Liberdade das lógicas. Marta conta um episódio em que, no emprego, o chefe, por narcisismo, lhe tira uma oportunidade de visibilidade. Ela fica irritada. Mas um colaborador faz-lhe notar: «Com tanto que tens para fazer, estás preocupada com isto?». «A coisa melhor daquela situação foi que a simples pergunta do meu colaborador me permitiu reentrar em mim mesma, rir da minha fraqueza e fazer uma experiência de libertação. E o ter reencontrado uma liberdade em relação às lógicas de poder, típicas dos locais de trabalho, até me libertou do ressentimento contra o outro, com o qual se pode logo recomeçar: ele também tem as mesmas fraquezas». De novo Carrón: «Se o cristianismo não se dá de novo como acontecimento é o ressentimento que vence.

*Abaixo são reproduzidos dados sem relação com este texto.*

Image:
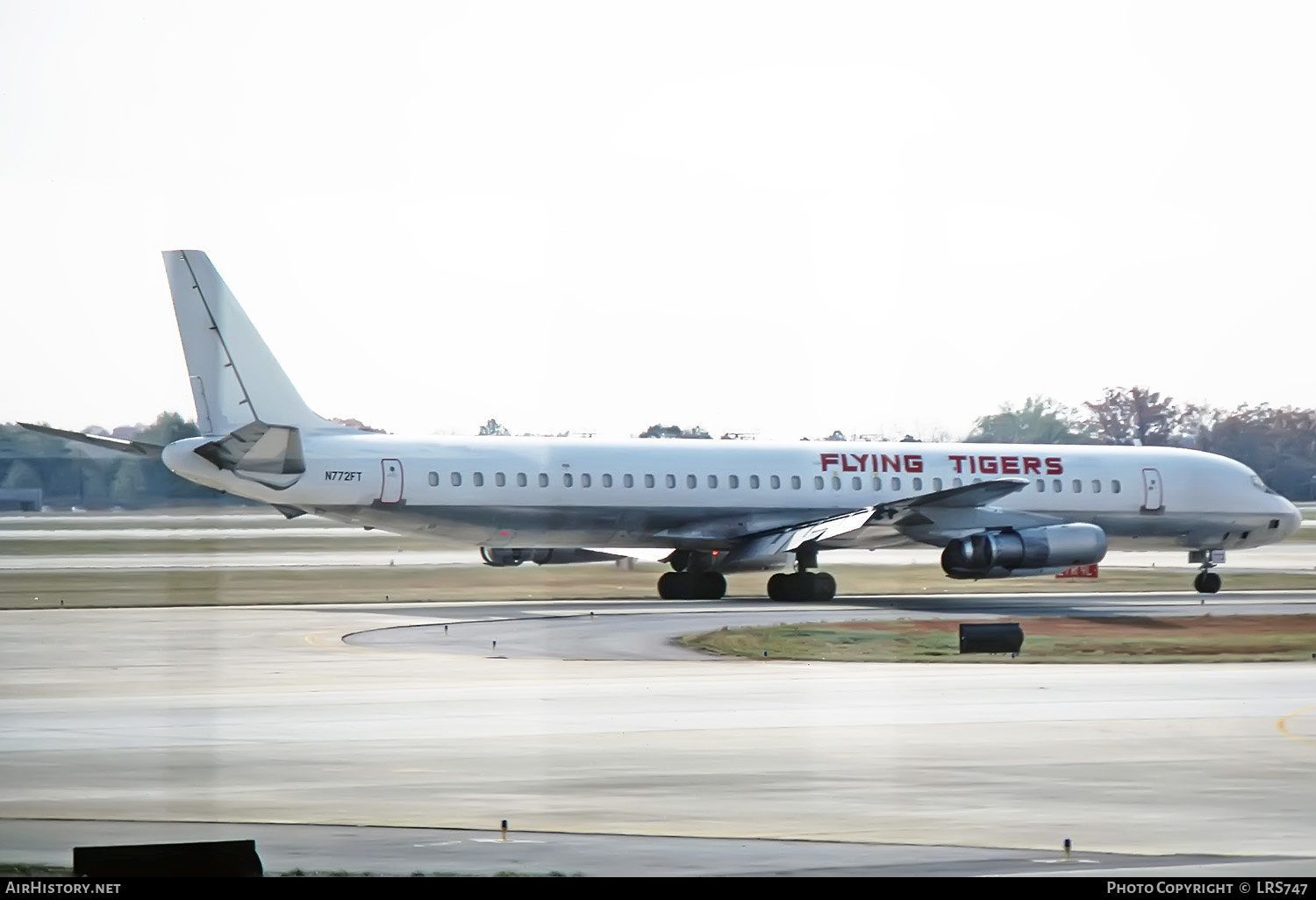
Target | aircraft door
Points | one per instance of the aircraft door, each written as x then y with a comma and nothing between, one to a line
392,486
1152,500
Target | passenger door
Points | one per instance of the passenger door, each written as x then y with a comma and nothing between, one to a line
1152,500
392,484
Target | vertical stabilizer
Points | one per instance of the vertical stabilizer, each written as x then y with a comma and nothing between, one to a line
236,381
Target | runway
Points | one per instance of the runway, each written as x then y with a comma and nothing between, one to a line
571,726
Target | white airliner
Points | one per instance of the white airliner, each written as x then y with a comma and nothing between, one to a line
704,507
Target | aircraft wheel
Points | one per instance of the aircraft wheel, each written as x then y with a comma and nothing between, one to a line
669,586
824,587
712,586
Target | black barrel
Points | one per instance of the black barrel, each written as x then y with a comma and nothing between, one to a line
197,860
991,637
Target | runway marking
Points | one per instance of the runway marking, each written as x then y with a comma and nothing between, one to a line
329,639
1284,728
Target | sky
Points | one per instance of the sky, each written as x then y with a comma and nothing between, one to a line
766,218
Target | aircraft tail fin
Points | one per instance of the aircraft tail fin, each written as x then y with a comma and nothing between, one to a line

Podemos estar perante o real com a nossa posição - correcta até - mas que se torna ideologia, ou somos determinados por um facto que está a acontecer agora. A mesma circunstância poder ser o começo do inferno ou da salvação.
Mas a salvação não é resultado dum esforço nosso, duma coragem nossa, é fruto do cristianismo».
A Assembleia ganha velocidade. Davide Prosperi abre uma nova passagem: «Nós medimos a nossa mudança porque tendemos à autossuficiência. Pensamos que uma vez tendo encontrado Cristo não há mais necessidade d’Ele e que a nossa mudança é obra nossa». Carrón ilumina-se, os termos da questão tornam-se ainda mais nítidos e condensam-se num paralelo fulminante, que se repercutiu na síntese final: «é a diferença entre Kant, o Iluminismo, e o Inominado! Kant contenta-se com as “conquistas” do cristianismo que se podem alcançar com as nossas forças, com a razão. O Inominado, pelo contrário, deseja ficar à porta do Cardeal como um pobre, desejando que o acontecimento se dê outra vez».